Neuer Prachtband zeigt „Osthaus-Hochkaräter“

Hagen. (ME) Wenn es in Hagen um Kunst geht, darf ein Name kaum jemals fehlen: Karl Ernst Osthaus. Der schwerreiche Enkel des Schraubenfabrikanten Wilhelm Funcke gründete 1902 ein privates Museum in der Volmestadt, dem er den aus der nordischen Sagenwelt stammenden Namen „Folkwang“ gab. Es war seinerzeit das erste Museum für zeitgenössische Kunst in Deutschland und somit eine geradezu visionäre Einrichtung.

Neunzehn Jahre nach der Folkwang-Eröffnung starb Osthaus. Den Bestand an Kunstwerken verkauften die Erben 1921 von den Erben nach Essen, ins Museumsgebäude an der Hochstraße zog die Elektromark mit ihren Büros ein.

Wechselvolle Geschichte

Nach einer wechselvollen Geschichte in den nächsten rund dreieinhalb Jahrzehnten konnte das Osthaus’sche Bauwerk 1954 von der Stadt Hagen übernommen und wieder musealen Zwecken zugeführt werden. Direktorin des mittlerweile Karl-Ernst-Osthaus-Museum genannten „Musentempels“ war bis 1975 Herta Hesse-Frielinghaus. Sie legte 1961 ein Bestandsverzeichnis an, das 1974 um einen zweiten Band ergänzt wurde. Es handelte sich damals um kaum mehr als um zwei dicke „Kladden“.

Im Verlauf der Jahrzehnte wurde der Bestand an Kunstwerken stetig erweitert, darunter befinden sich zahlreiche Meisterwerke von internationaler Bedeutung.

Neuer Katalog längst überfällig

Ein neuer – sozusagen ein richtiger – Katalog war deshalb längst überfällig. Nun liegt das Werk vor, nach mehrjähriger Forschungsarbeit konnte der Prachtband jetzt die Druckerei verlassen und sowohl den Freunden des Osthaus-Museums als auch den Mitgliedern des Karl-Ernst-Osthaus-Bundes offiziell vorgestellt werden.

Natürlich konnten in dem repräsentativen Hardcover-Buch nicht alle Gemälde, Graphiken und Skulpturen aufgelistet werden, die sich im Eigentum des Hagener Museums befinden – das sind immerhin etwa 10.000 Arbeiten.

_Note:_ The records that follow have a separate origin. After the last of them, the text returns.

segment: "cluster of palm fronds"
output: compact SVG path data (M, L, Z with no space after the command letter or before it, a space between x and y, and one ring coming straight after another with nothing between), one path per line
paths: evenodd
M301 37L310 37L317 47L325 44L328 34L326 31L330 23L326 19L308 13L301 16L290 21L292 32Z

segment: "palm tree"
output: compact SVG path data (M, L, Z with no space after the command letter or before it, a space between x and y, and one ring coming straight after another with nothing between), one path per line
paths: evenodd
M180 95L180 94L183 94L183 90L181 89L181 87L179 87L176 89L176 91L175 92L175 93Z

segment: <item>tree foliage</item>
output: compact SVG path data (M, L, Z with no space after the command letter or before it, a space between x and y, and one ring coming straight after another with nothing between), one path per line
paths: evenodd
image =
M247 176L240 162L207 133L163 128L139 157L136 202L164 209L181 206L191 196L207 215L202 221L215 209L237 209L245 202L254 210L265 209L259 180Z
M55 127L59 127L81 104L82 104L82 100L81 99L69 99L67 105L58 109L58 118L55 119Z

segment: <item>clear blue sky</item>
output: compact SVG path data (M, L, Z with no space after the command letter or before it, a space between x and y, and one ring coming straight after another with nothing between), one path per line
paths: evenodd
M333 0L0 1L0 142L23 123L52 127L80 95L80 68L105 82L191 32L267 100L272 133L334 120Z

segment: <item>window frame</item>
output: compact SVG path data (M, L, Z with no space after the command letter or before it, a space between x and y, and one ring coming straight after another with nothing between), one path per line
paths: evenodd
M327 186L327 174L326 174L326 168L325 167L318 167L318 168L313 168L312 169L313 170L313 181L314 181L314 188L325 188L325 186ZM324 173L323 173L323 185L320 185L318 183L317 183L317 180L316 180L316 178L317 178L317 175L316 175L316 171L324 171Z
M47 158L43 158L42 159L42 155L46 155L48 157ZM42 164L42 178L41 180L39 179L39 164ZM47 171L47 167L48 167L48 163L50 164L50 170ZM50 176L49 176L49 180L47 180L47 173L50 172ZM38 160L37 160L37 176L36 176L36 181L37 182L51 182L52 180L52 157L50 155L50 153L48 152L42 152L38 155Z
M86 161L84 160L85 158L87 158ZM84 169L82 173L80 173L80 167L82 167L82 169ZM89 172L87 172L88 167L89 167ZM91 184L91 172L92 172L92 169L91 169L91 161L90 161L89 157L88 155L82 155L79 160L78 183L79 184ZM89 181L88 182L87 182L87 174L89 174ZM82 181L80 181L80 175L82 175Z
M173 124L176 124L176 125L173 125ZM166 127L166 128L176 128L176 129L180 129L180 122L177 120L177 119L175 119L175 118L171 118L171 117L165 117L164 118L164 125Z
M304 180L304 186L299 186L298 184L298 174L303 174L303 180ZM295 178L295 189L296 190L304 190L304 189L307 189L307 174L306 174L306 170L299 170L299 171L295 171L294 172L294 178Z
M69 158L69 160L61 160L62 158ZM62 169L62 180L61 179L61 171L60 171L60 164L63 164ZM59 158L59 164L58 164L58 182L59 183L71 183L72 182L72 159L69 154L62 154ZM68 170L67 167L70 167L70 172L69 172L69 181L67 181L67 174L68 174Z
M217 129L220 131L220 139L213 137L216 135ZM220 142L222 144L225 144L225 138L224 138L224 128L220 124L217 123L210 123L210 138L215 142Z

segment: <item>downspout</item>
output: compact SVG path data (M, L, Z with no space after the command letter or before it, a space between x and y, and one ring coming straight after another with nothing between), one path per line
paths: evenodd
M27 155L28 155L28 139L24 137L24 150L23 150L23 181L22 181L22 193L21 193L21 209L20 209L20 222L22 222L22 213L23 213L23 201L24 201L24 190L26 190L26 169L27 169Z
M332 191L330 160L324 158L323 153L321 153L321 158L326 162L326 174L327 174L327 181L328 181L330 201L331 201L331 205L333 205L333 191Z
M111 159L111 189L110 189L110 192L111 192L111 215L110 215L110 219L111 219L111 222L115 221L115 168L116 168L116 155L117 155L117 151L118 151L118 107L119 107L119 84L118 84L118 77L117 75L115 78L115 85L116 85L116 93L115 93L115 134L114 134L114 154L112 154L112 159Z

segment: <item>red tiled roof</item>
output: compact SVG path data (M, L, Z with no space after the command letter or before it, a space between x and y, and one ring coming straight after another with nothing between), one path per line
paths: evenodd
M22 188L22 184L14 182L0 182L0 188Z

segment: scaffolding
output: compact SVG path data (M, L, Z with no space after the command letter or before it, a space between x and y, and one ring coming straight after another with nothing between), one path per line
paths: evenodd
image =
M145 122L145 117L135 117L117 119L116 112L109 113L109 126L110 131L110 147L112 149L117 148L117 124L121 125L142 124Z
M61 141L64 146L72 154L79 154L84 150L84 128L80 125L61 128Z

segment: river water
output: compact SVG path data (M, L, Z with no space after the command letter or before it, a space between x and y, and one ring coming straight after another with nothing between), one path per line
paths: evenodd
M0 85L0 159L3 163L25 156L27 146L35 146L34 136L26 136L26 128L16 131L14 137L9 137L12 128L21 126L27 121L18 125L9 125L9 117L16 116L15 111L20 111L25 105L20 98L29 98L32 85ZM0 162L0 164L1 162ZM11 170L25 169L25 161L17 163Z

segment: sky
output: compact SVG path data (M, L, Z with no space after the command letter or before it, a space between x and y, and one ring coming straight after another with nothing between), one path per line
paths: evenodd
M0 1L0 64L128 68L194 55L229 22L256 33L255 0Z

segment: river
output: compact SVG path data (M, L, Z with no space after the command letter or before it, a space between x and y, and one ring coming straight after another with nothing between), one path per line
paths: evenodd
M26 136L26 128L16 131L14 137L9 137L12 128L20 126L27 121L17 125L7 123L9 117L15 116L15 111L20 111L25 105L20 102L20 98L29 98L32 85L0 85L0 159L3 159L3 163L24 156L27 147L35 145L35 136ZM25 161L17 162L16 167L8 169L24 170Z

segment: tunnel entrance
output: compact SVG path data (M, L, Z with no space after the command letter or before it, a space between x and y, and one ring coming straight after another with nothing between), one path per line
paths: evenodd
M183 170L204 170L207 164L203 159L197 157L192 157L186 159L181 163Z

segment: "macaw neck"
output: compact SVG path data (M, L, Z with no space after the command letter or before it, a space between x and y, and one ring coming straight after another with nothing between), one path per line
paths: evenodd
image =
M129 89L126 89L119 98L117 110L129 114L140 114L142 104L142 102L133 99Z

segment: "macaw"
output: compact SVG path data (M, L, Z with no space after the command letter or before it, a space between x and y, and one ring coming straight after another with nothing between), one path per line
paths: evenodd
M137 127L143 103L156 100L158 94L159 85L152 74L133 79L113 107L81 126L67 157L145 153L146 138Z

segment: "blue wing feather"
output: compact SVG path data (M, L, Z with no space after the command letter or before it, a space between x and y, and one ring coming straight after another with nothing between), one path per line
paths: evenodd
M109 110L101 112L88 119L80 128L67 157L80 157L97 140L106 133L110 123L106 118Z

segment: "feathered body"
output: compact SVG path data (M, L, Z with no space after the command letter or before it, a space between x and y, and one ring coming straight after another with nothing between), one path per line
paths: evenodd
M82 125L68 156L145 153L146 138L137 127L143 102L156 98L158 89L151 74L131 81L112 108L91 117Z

Die Herausgeber Tayfun Belgin, Birgit Schulte und Vincent Schmidt (der auch die wissenschaftliche Bearbeitung der Publikation übernahm) mussten sich deshalb verständlicherweise beschränken – sie haben 300 Werke ausgewählt.

Repräsentativ

Mit dieser Auswahl möchten Museumschef Tayfun Belgin und seine Stellvertreterin Birgit Schulte einen Überblick über die wichtigsten Werke geben. Doch damit nicht genug. Hundert Bilder und Skulpturen – allesamt Spitzenwerke von zumindest nationalem Rang – werden einer eingehenderen Betrachtung unterzogen. Hier reicht die Palette von Oskar Schlemmer, Max Liebermann und Lovis Corinth bis Friedensreich Hundertwasser und Günther Uecker.

Insgesamt zwölf verschiedene Autoren und Autorinnen – darunter Tayfun Belgin, Birgit Schulte und Elisabeth May – beschreiben diese Hochkaräter und präsentieren sie jeweils mit einer großen Abbildung.

Der inhaltlich und ästhetisch überzeugende Prachtband wurde sowohl von der „Ernst v. Siemens Stiftung“ (München) als auch vom Förderverein „Freunde des Osthaus Museums“ mitfinanziert. Für 37 Euro ist er im Museumsshop am Museumsplatz erhältlich.